На многих ярко горели фонари и разноцветные гирлянды, мерцали легкие, прозрачные покровы.

— Мы правильно летим? Ты уверен? — прокричал я.

— Да.

Майк не повернул головы. Его длинные черные волосы, развеваясь на ветру, то и дело хлестали меня по лицу. Время от времени Ошо сверялся с компасом и корректировал курс. Наверное, проще было бы просто следовать за островами. Мы пролетели еще над одним — огромным, почти полкилометра длиной. Я силился разглядеть что-нибудь, но огни там не горели, только позади в воде стелился фосфоресцирующий след. В молочно-белых волнах мелькали темные тени. Я похлопал Майка по плечу и указал вниз.

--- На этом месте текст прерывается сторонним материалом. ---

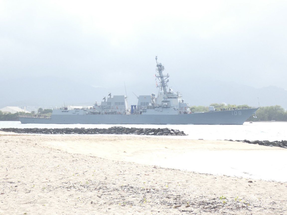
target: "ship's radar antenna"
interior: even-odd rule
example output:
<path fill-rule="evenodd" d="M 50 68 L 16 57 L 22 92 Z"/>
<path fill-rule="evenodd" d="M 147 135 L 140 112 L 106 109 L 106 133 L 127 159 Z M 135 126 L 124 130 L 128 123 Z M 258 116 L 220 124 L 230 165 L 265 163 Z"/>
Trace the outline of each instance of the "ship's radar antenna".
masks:
<path fill-rule="evenodd" d="M 162 65 L 161 63 L 158 62 L 158 56 L 156 56 L 156 70 L 158 75 L 156 75 L 156 77 L 158 78 L 158 80 L 160 81 L 160 84 L 157 85 L 157 87 L 160 88 L 159 91 L 163 91 L 164 94 L 166 95 L 167 95 L 167 92 L 166 91 L 166 88 L 168 87 L 167 83 L 169 81 L 169 80 L 168 79 L 169 76 L 168 74 L 167 75 L 163 75 L 162 72 L 164 70 L 164 66 Z"/>

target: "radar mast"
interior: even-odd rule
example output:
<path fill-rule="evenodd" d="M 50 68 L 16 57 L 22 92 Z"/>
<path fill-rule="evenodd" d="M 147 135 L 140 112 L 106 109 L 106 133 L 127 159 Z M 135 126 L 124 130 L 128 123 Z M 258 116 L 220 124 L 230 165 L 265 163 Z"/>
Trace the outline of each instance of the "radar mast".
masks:
<path fill-rule="evenodd" d="M 163 90 L 164 94 L 167 95 L 166 87 L 167 87 L 167 83 L 169 81 L 168 79 L 169 76 L 167 75 L 163 75 L 162 71 L 164 70 L 164 67 L 161 63 L 158 62 L 158 56 L 156 56 L 156 70 L 158 75 L 156 75 L 156 77 L 158 78 L 160 81 L 160 84 L 156 86 L 157 87 L 160 89 L 160 90 Z"/>

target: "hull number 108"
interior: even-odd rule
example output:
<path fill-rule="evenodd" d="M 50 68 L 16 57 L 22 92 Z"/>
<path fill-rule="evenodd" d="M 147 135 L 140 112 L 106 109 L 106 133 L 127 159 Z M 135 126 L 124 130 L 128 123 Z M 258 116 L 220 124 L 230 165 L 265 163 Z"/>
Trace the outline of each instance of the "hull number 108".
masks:
<path fill-rule="evenodd" d="M 239 116 L 241 115 L 241 112 L 240 111 L 237 111 L 236 110 L 234 111 L 231 111 L 231 113 L 232 116 L 236 116 L 237 115 L 239 115 Z"/>

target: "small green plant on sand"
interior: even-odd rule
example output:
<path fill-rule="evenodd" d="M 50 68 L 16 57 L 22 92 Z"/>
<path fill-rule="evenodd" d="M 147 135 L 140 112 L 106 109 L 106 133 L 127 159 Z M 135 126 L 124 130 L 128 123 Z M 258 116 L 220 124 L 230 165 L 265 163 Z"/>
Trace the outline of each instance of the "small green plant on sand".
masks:
<path fill-rule="evenodd" d="M 226 197 L 224 196 L 221 196 L 219 197 L 219 199 L 220 200 L 222 200 L 223 199 L 226 199 Z"/>

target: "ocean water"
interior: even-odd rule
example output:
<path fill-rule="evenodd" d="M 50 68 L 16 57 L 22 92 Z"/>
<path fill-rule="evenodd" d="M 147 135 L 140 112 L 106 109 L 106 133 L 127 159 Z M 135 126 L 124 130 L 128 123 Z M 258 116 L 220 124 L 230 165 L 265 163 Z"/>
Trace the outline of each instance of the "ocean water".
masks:
<path fill-rule="evenodd" d="M 121 126 L 130 128 L 168 128 L 183 131 L 187 136 L 161 136 L 156 138 L 183 139 L 287 140 L 287 122 L 245 123 L 241 125 L 108 125 L 22 124 L 20 122 L 0 122 L 0 128 L 107 128 Z M 266 146 L 266 147 L 268 147 Z M 253 179 L 287 182 L 287 149 L 281 150 L 196 150 L 183 154 L 166 155 L 167 159 L 155 156 L 139 163 L 215 175 L 225 175 Z"/>
<path fill-rule="evenodd" d="M 249 140 L 287 140 L 287 122 L 245 122 L 243 125 L 110 125 L 107 124 L 21 124 L 20 121 L 0 121 L 0 128 L 108 128 L 123 126 L 143 128 L 168 128 L 183 131 L 188 136 L 182 138 L 204 140 L 231 139 Z M 168 138 L 179 138 L 168 136 Z"/>

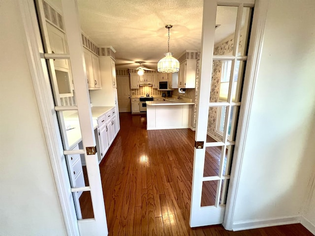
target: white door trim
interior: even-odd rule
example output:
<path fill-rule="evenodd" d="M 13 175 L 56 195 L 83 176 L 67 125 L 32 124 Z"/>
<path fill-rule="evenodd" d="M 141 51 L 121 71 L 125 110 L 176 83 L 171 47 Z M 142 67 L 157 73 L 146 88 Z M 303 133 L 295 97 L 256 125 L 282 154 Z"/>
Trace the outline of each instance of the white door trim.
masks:
<path fill-rule="evenodd" d="M 260 61 L 263 47 L 263 33 L 269 0 L 256 0 L 254 15 L 249 47 L 247 69 L 245 72 L 242 97 L 242 105 L 240 111 L 239 121 L 235 141 L 234 153 L 231 170 L 231 178 L 228 188 L 226 206 L 223 226 L 227 230 L 232 230 L 234 221 L 234 209 L 238 190 L 239 182 L 243 165 L 248 127 L 251 117 L 252 104 L 256 80 Z"/>
<path fill-rule="evenodd" d="M 79 229 L 72 195 L 70 191 L 70 182 L 64 176 L 63 161 L 60 158 L 64 157 L 63 150 L 60 149 L 60 147 L 62 147 L 61 137 L 56 135 L 60 133 L 57 119 L 56 117 L 54 118 L 56 114 L 49 79 L 47 71 L 43 70 L 42 67 L 42 64 L 46 63 L 45 60 L 40 57 L 41 53 L 43 58 L 43 50 L 35 6 L 32 0 L 20 0 L 19 2 L 25 31 L 25 41 L 26 48 L 28 49 L 26 54 L 67 235 L 78 236 L 79 235 Z M 40 52 L 39 48 L 41 48 L 42 52 Z"/>

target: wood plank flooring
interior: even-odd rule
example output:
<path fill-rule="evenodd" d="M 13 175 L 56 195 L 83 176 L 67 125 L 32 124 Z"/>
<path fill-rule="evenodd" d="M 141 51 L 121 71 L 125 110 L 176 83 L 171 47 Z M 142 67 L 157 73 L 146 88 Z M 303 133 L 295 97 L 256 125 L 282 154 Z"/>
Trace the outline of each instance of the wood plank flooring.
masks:
<path fill-rule="evenodd" d="M 99 165 L 109 235 L 312 235 L 299 224 L 237 232 L 190 228 L 194 132 L 147 131 L 145 115 L 120 116 L 121 130 Z M 93 215 L 89 206 L 81 206 L 84 218 Z"/>

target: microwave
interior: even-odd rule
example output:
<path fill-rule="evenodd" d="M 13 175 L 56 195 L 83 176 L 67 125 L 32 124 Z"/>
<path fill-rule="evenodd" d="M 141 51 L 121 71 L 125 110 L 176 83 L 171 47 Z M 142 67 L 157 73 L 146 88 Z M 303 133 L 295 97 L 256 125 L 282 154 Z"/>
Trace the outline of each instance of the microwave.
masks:
<path fill-rule="evenodd" d="M 168 81 L 159 81 L 158 89 L 159 90 L 168 89 Z"/>

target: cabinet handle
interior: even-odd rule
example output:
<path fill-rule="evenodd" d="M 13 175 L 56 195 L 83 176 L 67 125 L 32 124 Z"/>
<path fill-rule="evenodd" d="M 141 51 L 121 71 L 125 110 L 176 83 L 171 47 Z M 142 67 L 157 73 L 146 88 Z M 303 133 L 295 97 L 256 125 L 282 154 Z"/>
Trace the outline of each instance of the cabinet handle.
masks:
<path fill-rule="evenodd" d="M 53 54 L 55 54 L 55 52 L 54 52 L 53 51 L 52 51 L 51 53 Z M 56 60 L 56 59 L 54 59 L 54 61 L 55 61 L 55 60 Z"/>

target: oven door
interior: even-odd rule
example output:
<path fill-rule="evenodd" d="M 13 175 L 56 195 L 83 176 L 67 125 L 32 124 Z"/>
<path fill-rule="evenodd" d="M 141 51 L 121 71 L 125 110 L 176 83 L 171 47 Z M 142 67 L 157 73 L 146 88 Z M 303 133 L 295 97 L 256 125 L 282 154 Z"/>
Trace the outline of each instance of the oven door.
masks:
<path fill-rule="evenodd" d="M 146 103 L 146 102 L 140 102 L 140 112 L 147 111 L 147 103 Z"/>

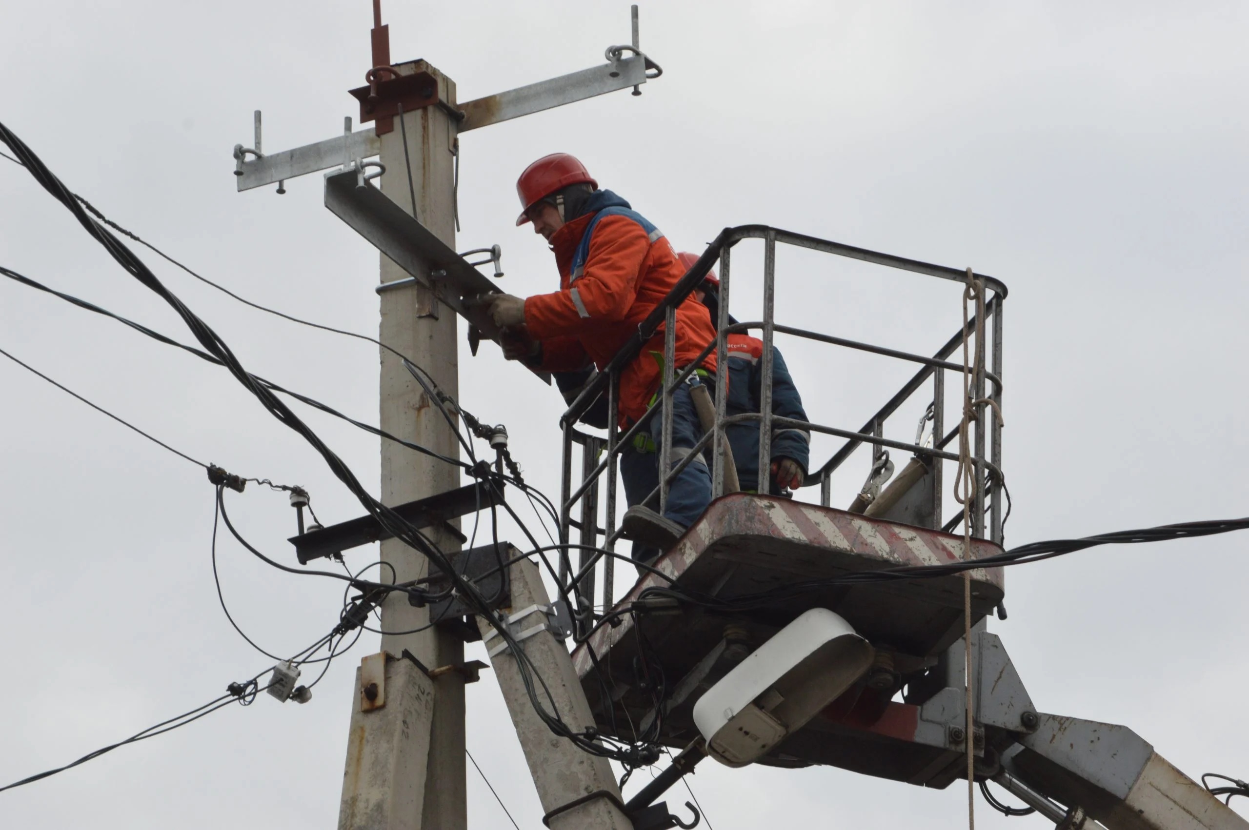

— Дельфины! — закричал он. — Именно из-за них и основали колонию, помнишь? Несколько добрячков еще во времена хиджры хотели спасти всех морских млекопитающих со Старой Земли. Но не вышло.

Я хотел спросить еще кое о чем, но тут вдали открылся мыс гавани Порто-Ново.

Прежде мне казались яркими звезды над Мауи Заветной; я думал, что необычайно ярко сияют разноцветные огни плавучих островов. Но все это меркло в сравнении с Порто-Ново, с его пламеневшими в ночи холмами и гаванью. Это напоминало корабль с факельным конвертором — я видел однажды, как такой звездолет вспыхнул плазменной сверхновой на фоне темного газового гиганта. Город состоял из белых строений и походил на пятиярусный пчелиный улей. Из дверей и окошек лился теплый свет, снаружи горели бесчисленные факелы. Казалось, светился даже белый лавовый камень. За городом раскинулись палатки и шатры, люди готовили что-то на кострах, вверх взметались высокие огненные языки — наверное, их зажгли, просто чтобы поприветствовать возвращавшиеся острова.